Now, let's write some spec for this class
require 'spec_helper'
require 'mops/shell/fake_shell'
require 'a'
describe A do
context "the condition is true" do
it "runs echo confirming the condition is true" do
shell = FakeShell.new
command1 = double('command1')
command2 = double('command2')
# we have to stub all echos because of the way rspec works
shell.should_receive(:echo).
with('Running a script...').
and_return(command1)
# expect an echo command to be created with a specific argument
shell.should_receive(:echo).
with('The condition was true!').
and_return(command2)
# expect the above commands to be run by the R method in an
# order
shell.should_receive(:R).with(command1).ordered
shell.should_receive(:R).with(command2).ordered
described_class.new(shell).foo(true)
end
end
context "the condition is false" do
it "does not run echo about the condition" do
shell = FakeShell.new
# no need for stubbing other echos because of the inverted
# logic. All we have to do is to put a constraint on the
# command's argument.
shell.should_not_receive(:echo).with('The condition was true!')
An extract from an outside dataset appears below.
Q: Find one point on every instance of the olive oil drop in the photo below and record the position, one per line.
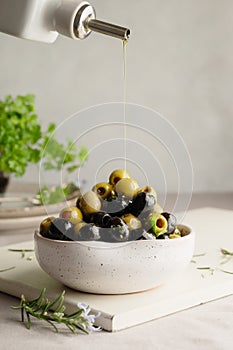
(124, 42)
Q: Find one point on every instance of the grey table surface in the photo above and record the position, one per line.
(208, 326)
described_class.new(shell).foo(false)
end
end
end
Notice the {FakeShell} usage and how we put expectations on the flow. Also the famous Hitler's "from now on, I want every line of code to have 10 lines of code to test it" pattern application...
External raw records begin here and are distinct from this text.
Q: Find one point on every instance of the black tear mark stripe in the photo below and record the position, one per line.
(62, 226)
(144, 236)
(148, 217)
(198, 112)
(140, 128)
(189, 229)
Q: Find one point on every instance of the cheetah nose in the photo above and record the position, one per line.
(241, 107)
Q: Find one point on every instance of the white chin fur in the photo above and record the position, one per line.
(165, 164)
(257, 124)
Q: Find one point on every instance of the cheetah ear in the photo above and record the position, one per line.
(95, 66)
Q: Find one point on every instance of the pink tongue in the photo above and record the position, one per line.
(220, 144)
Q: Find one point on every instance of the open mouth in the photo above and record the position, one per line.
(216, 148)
- For a list of common sugars that are used for running commands, see {ShellSugarsModule}.
- For a list of sugars used to construct commands itself, see {AbstractCommand}.
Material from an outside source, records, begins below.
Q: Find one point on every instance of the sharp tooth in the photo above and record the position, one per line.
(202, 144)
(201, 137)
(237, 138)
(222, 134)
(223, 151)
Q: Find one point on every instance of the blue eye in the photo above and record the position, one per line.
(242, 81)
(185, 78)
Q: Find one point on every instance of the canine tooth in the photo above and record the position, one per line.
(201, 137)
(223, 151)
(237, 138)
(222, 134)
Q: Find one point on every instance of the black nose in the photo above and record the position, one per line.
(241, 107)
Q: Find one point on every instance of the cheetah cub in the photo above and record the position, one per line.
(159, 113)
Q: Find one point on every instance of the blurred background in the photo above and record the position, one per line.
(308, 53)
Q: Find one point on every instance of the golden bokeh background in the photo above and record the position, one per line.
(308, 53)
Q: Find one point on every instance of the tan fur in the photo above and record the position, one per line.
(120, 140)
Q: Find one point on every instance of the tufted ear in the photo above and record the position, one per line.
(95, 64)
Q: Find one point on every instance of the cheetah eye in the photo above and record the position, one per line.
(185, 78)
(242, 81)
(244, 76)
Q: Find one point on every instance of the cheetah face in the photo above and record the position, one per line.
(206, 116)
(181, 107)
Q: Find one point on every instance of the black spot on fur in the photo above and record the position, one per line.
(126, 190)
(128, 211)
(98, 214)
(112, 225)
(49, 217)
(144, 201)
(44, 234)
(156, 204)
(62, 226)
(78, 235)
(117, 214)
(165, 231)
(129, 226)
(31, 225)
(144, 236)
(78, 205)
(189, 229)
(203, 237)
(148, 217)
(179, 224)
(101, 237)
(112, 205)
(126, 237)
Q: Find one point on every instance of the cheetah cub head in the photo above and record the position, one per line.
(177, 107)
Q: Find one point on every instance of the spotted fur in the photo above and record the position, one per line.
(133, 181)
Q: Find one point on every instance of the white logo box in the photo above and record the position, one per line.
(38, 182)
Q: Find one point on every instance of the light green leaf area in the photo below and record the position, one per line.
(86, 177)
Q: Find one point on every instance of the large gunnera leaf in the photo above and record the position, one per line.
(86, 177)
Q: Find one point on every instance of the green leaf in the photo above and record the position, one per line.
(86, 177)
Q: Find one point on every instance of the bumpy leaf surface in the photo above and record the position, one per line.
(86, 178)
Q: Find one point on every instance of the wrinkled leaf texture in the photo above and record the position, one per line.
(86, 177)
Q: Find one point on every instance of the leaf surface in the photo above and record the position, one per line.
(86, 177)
Check out the source of register_common_methods
in {UnixShellModule}.
Why haven't I created a language from scratch? Doesn't DSL coolness rely on it's own constraints, like in, for example, a template language in a MVC framework? Let's face it - bash tried to evolve from a high level and simple to a general purpose language. Was this inevitable? Yes. Was this successful? No. Let's not make this mistake again. We don't have any security issues here. We should allow programmers to make fast hacks (ruby style) on the framework if we don't expect ourselves to foresee every potential stuck point we could get into when using a DSL. The DSL may expand, but sometimes it may be just too late - a business opportunity is wasted. Let's not try to be smarter than any future software community (and yes, closed classes and so called "encapsulation by using private sections just to hide some nasty code we've written" is bad :P).
A careful observer will notice, that commands are actually constructed, then executed, which somehow reminds both the command programming pattern (partially) and the builder pattern. At least for now, one cannot assume commands immutability. So they are constructed in-place, then the final "build" invocation is moved to another responsible party called a command runner. Command object does not know how to execute itself, it's more like an advanced structure of parameters needed by those, who can use them to make an actual execution.
mops-shell
offers a complementary approach to the one presented by puppet
for
example - we don't distribute code, we have it centralized and we're telling
others what to do, but with an easier way to handle errors (no more
checking-the-exit-status every line), especially when it comes to executing
remote commands. mops-shell
is a module used by another project I'm working
on, which is an experimental approach to business processes modelling and
handling. More on this soon, I hope!